Agregó que la propuesta ha reavivado tensiones entre organizaciones agrícolas y ganaderas y el Gobierno, en un contexto marcado por el reciente conflicto por el precio del maíz que derivó en bloqueos carreteros en al menos 20 Estados.
El legislador poblano, indicó que el punto central de la inconformidad radica en la modificación al régimen de concesiones de agua: las concesiones ya no podrán transmitirse libremente entre particulares y deberán regresar al Estado para su reasignación por parte de la Comisión Nacional del Agua (CONAGUA).
El Gobierno argumenta que esta medida busca poner fin al mercado ilegal de concesiones que se ha formado en diversas regiones; no obstante, ejidatarios y productores sostienen que esta restricción afectaría la herencia y venta de tierras, pues sin el título de uso del agua, las parcelas pierden valor.
En respuesta a estas inquietudes, el Ejecutivo, CONAGUA y legisladores de la Cámara de Diputados han mantenido un diálogo permanente con ejidatarios y campesinos para aclarar alcances y corregir interpretaciones erróneas.

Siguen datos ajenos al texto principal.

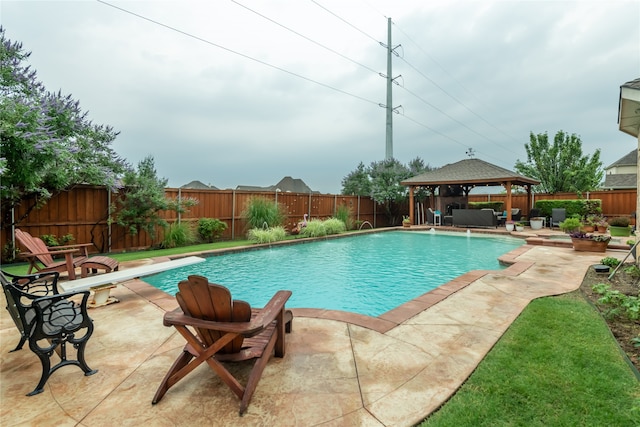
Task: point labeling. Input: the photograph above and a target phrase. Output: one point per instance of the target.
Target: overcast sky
(248, 92)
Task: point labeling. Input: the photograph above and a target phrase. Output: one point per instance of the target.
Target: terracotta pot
(619, 231)
(586, 245)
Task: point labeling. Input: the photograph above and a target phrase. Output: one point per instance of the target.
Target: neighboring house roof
(197, 185)
(629, 108)
(630, 159)
(286, 184)
(620, 181)
(470, 172)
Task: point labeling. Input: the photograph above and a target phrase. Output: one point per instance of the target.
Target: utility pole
(389, 106)
(388, 153)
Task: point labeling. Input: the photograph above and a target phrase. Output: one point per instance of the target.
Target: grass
(556, 365)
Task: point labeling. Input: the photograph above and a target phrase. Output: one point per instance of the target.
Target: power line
(450, 75)
(137, 15)
(304, 37)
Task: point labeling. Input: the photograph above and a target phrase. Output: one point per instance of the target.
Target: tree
(561, 166)
(47, 143)
(142, 199)
(357, 183)
(381, 180)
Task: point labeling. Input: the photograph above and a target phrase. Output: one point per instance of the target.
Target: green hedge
(580, 207)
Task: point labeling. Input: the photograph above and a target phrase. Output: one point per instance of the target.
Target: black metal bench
(48, 320)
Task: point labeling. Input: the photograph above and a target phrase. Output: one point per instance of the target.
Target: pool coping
(382, 323)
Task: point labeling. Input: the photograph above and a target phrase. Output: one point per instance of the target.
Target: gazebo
(629, 119)
(454, 181)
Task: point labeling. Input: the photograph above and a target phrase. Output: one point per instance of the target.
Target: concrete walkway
(340, 369)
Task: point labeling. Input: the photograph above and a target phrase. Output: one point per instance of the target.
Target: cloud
(217, 92)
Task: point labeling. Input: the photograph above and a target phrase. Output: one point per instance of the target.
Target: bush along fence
(84, 214)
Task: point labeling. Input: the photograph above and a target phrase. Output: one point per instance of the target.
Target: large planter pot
(586, 245)
(619, 231)
(536, 223)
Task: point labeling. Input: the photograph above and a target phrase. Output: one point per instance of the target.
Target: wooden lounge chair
(39, 253)
(49, 321)
(226, 330)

Entre los acuerdos y precisiones realizadas destacan:
- Se permitirá la cesión de títulos de pozos de agua para que otra
persona pueda continuar el cultivo y cuidado de las tierras.

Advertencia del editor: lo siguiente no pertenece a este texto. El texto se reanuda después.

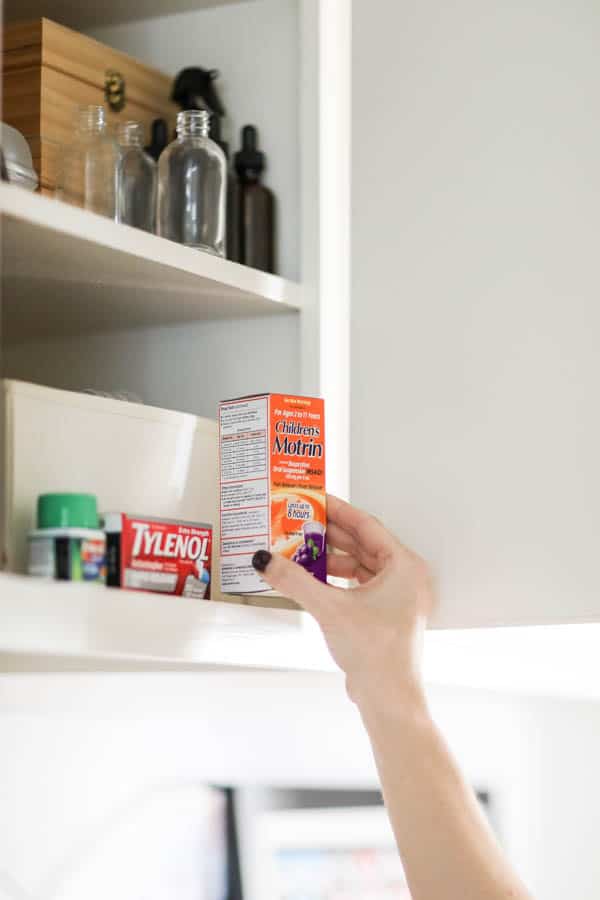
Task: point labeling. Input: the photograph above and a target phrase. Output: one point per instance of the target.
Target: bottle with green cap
(68, 543)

- Los propietarios de títulos de riego podrán vender o ceder sus derechos, con las garantías correspondientes, a quienes deseen adquirir tierras y asegurar el acceso al agua para su explotación agrícola.
- Los ejidatarios conservarán la operación de los distritos de riego, evitando depender de decisiones burocráticas que podrían derivar en una mala distribución del recurso.
El Gobierno ha reiterado que la intención del Estado no es apropiarse del agua, sino garantizar su uso equitativo, transparente y sustentable, fortaleciendo al mismo tiempo el derecho humano al acceso al agua y protegiendo a los productores agrícolas de prácticas irregulares que han dañado el manejo del recurso por décadas.